The delegation was led by the Associate Minister of Women, Community and Social Development (M.W.C.S.D.), Tofa Lio Foleni, and it included Palauli le Falefa’s Member of Parliament and former Cabinet Minister, Faumuina Tiatia Liuga.
The delegation of senior Government officials had arrived at Gataivai to begin a two-day consultation with the constituency on the Government’s developments for the villages when the incident happened.
A senior chief of Palauli ile Falefa, Laulu Tiatia Mapesone, told the Samoa Observer he asked the senior Members of Parliament and their delegation to leave.
Speaking to the Samoa Observer, Laulu said the Government delegation did not come through the proper channels of communications.
He accused the Government of overstepping the boundary by using the Women’s Committee to promote their “agenda” – which he said was not just about small developments in the villages.
“They have overstepped the boundary of the central government (the village council) promoting their agenda through the women’s committee,” said Laulu.
“They created the Village Fono Act giving us the authority and power to watch over developments of the village and yet they decided to go through the women’s committee instead.
“The Village Council exists to protect the villagers and our lands and land is an issue nowadays.
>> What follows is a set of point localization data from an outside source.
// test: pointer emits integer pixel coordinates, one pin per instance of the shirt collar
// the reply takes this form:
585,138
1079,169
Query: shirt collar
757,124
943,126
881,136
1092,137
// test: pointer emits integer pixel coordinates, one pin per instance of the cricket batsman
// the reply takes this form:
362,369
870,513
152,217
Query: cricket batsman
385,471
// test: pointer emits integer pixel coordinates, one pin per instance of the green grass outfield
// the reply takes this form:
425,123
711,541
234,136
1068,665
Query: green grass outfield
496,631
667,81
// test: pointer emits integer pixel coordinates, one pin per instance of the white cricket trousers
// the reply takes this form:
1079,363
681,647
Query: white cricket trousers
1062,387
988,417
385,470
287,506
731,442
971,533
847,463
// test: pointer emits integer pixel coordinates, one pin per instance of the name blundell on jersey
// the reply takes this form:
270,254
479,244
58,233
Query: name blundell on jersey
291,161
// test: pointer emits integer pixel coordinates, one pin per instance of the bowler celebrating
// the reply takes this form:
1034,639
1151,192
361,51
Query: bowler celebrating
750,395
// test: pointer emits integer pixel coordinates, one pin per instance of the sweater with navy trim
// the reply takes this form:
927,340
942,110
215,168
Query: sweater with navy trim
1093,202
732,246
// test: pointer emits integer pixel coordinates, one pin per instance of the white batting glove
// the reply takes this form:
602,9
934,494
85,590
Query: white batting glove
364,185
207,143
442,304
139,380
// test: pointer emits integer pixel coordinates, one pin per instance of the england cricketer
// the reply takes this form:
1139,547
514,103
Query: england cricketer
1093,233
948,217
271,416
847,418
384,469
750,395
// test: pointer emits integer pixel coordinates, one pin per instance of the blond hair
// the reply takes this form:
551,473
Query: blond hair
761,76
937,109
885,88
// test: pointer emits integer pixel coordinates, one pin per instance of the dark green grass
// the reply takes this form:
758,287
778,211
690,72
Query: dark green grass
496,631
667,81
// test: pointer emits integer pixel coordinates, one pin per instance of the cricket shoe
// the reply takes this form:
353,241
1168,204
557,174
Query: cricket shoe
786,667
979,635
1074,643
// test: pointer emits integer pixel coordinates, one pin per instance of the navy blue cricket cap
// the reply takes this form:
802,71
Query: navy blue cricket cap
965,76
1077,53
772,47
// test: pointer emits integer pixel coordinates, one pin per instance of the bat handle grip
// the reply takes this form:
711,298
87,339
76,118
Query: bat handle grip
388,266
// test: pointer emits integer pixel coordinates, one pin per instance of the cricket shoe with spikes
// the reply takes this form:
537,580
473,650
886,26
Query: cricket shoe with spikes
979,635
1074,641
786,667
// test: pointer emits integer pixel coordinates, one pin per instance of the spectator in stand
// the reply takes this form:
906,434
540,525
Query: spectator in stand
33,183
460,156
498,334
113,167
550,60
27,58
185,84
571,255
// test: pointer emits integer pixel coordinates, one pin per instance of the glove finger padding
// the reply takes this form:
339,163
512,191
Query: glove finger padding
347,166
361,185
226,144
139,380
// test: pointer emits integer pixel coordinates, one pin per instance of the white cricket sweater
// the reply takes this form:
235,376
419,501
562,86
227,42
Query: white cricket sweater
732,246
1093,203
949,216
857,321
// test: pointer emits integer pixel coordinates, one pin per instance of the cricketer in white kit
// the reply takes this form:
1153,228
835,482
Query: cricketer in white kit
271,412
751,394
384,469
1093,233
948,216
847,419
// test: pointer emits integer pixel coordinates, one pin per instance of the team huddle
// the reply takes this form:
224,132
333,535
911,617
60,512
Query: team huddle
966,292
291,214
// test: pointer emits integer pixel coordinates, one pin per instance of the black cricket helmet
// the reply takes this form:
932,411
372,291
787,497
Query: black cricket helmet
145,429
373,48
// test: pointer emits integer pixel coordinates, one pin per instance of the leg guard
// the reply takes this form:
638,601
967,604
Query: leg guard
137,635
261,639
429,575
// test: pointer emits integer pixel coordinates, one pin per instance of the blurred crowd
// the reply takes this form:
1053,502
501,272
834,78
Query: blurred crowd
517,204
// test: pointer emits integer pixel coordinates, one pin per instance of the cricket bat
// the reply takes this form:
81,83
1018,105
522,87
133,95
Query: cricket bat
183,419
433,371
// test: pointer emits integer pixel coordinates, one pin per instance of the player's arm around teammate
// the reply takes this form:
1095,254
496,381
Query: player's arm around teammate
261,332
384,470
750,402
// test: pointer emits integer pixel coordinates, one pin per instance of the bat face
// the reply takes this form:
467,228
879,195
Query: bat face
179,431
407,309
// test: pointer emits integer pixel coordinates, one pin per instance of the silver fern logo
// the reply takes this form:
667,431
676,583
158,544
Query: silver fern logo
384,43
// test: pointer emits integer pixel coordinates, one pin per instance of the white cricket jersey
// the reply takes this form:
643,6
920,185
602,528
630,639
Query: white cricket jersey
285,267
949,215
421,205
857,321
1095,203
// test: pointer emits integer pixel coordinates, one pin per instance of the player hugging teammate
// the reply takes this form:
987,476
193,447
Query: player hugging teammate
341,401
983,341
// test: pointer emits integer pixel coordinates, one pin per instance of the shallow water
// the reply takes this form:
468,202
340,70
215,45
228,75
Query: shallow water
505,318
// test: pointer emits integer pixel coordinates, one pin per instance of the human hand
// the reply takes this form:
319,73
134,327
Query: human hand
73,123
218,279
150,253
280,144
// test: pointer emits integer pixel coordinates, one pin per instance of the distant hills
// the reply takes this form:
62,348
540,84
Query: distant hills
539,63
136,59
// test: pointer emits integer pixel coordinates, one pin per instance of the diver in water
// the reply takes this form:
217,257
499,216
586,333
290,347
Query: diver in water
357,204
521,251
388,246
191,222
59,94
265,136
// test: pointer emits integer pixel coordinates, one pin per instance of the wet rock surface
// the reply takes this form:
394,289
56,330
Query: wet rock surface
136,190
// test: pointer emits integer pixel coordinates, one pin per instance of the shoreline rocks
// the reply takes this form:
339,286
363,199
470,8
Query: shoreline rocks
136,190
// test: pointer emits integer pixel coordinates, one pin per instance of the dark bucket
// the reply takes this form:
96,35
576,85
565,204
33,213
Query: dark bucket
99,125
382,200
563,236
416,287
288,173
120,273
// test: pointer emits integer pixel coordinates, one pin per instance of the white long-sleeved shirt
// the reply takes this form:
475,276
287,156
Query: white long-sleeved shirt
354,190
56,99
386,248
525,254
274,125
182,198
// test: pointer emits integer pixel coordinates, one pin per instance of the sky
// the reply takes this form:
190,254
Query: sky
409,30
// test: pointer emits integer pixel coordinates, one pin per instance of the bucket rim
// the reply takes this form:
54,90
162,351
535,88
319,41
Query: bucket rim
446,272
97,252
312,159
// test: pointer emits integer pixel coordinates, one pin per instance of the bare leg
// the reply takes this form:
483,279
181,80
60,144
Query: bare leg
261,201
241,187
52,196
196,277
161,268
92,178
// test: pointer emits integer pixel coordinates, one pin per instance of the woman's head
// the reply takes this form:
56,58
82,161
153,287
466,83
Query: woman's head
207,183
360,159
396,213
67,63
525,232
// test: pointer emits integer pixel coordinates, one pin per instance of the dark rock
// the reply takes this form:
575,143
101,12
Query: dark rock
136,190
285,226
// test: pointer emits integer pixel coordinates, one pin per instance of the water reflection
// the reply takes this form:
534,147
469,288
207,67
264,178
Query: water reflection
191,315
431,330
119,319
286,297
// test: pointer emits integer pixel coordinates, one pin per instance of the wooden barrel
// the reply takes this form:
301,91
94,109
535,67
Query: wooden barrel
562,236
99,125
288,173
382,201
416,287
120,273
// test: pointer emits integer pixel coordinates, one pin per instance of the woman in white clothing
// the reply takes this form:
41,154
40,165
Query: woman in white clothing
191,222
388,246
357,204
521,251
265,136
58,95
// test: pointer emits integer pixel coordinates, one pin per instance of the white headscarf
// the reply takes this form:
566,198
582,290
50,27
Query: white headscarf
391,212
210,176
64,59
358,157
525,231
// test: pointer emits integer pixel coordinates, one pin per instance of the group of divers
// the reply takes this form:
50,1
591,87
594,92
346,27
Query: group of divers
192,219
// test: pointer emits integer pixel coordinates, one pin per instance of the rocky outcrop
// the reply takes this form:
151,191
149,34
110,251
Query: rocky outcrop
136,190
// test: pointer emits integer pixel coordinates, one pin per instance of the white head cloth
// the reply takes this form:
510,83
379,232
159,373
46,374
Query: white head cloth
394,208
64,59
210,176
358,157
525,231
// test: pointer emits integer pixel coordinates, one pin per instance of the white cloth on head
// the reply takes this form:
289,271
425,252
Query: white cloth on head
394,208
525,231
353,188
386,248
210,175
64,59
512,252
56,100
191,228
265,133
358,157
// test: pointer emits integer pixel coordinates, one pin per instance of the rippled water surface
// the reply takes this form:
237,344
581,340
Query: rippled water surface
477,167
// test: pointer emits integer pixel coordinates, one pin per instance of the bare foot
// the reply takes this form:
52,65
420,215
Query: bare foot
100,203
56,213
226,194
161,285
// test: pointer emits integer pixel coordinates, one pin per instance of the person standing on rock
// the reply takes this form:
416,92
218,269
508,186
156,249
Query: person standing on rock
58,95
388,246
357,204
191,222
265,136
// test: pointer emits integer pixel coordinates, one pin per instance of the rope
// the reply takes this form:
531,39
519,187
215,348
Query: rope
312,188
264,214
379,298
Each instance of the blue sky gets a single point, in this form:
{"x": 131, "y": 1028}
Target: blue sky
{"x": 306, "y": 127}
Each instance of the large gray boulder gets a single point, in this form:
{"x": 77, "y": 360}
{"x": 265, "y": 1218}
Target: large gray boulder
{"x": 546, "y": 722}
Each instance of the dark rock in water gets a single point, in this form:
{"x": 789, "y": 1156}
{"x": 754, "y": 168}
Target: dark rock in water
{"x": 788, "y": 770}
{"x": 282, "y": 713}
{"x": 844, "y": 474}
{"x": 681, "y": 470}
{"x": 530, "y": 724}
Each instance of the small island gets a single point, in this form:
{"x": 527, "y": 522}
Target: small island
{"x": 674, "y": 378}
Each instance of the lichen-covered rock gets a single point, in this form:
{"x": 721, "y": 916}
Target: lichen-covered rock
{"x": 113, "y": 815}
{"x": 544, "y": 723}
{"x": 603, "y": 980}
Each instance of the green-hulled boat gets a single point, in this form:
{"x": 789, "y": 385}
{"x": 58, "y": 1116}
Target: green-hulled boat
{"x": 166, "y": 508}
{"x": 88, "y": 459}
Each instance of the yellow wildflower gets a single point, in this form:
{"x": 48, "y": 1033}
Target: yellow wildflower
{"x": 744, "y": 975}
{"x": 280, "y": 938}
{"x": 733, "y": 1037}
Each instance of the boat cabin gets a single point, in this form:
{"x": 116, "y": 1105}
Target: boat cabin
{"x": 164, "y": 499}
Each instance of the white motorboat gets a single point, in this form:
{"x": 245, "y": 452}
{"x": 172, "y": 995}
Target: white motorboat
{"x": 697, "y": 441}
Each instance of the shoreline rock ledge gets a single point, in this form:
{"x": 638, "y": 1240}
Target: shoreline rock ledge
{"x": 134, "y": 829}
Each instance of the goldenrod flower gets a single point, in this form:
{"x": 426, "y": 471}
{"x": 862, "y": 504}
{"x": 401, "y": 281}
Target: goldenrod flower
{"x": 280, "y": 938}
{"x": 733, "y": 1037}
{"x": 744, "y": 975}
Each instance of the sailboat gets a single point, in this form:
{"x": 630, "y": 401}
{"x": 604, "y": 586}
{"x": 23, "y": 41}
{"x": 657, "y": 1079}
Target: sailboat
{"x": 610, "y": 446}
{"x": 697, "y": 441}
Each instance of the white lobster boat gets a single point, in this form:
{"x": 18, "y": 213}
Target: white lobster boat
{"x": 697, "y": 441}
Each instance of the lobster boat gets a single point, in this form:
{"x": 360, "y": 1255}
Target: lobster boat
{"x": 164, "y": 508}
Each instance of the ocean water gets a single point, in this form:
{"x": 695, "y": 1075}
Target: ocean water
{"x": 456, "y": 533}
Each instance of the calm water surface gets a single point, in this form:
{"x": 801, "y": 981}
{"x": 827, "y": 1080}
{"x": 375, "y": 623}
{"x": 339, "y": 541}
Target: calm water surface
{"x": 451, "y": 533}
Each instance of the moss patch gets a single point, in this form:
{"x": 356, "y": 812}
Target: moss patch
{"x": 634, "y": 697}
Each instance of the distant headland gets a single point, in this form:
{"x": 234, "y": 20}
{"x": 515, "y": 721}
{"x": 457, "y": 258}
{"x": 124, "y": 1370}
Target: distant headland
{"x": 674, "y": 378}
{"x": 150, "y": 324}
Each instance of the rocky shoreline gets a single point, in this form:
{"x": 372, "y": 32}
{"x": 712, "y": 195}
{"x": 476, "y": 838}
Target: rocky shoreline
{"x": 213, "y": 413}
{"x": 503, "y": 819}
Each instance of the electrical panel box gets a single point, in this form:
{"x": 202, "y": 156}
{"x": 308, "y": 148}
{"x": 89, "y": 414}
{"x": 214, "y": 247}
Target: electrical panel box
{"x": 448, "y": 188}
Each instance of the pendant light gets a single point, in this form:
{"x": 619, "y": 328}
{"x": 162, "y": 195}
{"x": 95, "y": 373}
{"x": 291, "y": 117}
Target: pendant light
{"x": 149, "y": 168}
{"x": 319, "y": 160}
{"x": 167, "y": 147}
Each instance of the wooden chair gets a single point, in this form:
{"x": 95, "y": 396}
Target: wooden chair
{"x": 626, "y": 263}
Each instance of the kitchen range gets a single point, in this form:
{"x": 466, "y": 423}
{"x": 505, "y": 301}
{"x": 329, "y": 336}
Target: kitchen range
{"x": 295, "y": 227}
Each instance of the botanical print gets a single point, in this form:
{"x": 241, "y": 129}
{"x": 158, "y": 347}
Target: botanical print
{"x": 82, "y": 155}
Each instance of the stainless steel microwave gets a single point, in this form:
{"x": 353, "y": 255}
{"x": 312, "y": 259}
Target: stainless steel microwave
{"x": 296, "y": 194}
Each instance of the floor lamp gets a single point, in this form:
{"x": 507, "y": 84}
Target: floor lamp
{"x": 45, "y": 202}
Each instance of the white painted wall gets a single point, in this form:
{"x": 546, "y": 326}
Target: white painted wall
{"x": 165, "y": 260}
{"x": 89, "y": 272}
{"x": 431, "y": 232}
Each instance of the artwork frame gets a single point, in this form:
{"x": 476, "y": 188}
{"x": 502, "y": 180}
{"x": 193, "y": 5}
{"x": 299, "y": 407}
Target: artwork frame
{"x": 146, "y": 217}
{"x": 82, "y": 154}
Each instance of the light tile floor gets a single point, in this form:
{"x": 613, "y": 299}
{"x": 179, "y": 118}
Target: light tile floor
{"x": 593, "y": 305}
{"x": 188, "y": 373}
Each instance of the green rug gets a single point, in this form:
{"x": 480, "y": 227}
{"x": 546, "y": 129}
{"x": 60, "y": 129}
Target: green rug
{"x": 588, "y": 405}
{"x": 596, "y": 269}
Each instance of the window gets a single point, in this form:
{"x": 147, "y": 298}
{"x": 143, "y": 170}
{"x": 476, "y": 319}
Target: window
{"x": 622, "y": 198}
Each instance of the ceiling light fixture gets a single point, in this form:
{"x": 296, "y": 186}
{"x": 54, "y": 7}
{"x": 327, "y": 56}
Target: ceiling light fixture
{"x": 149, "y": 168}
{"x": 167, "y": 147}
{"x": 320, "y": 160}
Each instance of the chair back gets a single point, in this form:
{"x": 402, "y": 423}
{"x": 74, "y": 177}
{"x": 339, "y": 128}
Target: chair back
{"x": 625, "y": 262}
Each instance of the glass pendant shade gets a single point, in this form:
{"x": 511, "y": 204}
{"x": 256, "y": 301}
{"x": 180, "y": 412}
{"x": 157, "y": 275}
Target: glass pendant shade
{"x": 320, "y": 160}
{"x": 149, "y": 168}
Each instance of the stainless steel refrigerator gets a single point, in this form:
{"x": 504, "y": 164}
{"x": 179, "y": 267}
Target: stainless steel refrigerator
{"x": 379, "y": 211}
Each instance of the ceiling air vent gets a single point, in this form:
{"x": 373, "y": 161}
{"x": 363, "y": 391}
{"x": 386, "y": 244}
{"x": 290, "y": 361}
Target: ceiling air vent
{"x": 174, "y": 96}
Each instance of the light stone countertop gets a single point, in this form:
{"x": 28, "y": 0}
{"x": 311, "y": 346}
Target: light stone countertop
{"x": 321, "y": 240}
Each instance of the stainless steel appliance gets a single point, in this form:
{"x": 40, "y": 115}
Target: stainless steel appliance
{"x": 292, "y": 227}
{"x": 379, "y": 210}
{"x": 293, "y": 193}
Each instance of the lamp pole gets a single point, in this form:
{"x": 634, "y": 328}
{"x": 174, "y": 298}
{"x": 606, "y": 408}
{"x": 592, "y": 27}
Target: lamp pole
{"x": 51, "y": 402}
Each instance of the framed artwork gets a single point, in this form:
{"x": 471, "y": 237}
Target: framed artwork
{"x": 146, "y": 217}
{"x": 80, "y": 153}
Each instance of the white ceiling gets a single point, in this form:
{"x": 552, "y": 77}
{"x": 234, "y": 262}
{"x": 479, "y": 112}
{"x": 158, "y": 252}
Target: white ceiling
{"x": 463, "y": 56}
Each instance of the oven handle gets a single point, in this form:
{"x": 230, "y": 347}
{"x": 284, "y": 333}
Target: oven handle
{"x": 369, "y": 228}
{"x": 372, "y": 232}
All those proposed developments and activities lead back to our lands and it is our duty to guard it.”
Contacted for a comment, Associate Minister Tofa confirmed the incident but said the issue was that the constituency was not aware of the consultation. He said the M.W.C.S.D. had contacted the Village Mayor about it, which is the normal process.
“The pulenu’u are the ones that are supposed to inform the villages of any government developments,” he said. “The consultation is for the betterment of the villages and we have met with several other villages in Upolu and Savai’i on the same project.
“The project is basically setting up a guideline for villages in terms of their developments so that it can be presented to our donors who will look at it and find financial assistance for those village developments. So it’s really something to help the villages.”
The Associate Minister also denied that the consultation was planned to discuss the issue of customary lands and its potential use.
M.P. for Palauli i le Falefa and former Cabinet Minister, Faumuina Tiatia Liuga, said the elders of the constituency had asked them to discontinue the project to allow them to discuss their priorities.
“We weren’t booted out of the village,” he said, “we were asked by the elders to postpone it so the constituency can discuss it. They wanted time to discuss their priorities because they had not met to discuss it and to see where their priorities lie.
“So they will meet after Easter and will reschedule another day for the Ministry to meet with them.”
Faumuina added that it appears there is a lot of “misinformation” on matters concerning land in the constituency.
But Laulu is not convinced.
He said that while the topic presented as a front for the consultation was development, he said it is “crystal clear what the motive is.”
“So the constituency has agreed to stop the programme and we will meet on Monday to discuss the matter further,” he said.
“The other issue is that we were not aware about what the consultation is on. We should have been informed beforehand.
“We know our priorities and the developments we need. That is what the Member of Parliament is for to voice our needs.”
Laulu added that while he does not demean the strength of women in the village, the Government needs to understand there are proper channels of communications when it comes to matters such as this.
He questioned why such a consultation needed to be chaired by the Member of Parliament.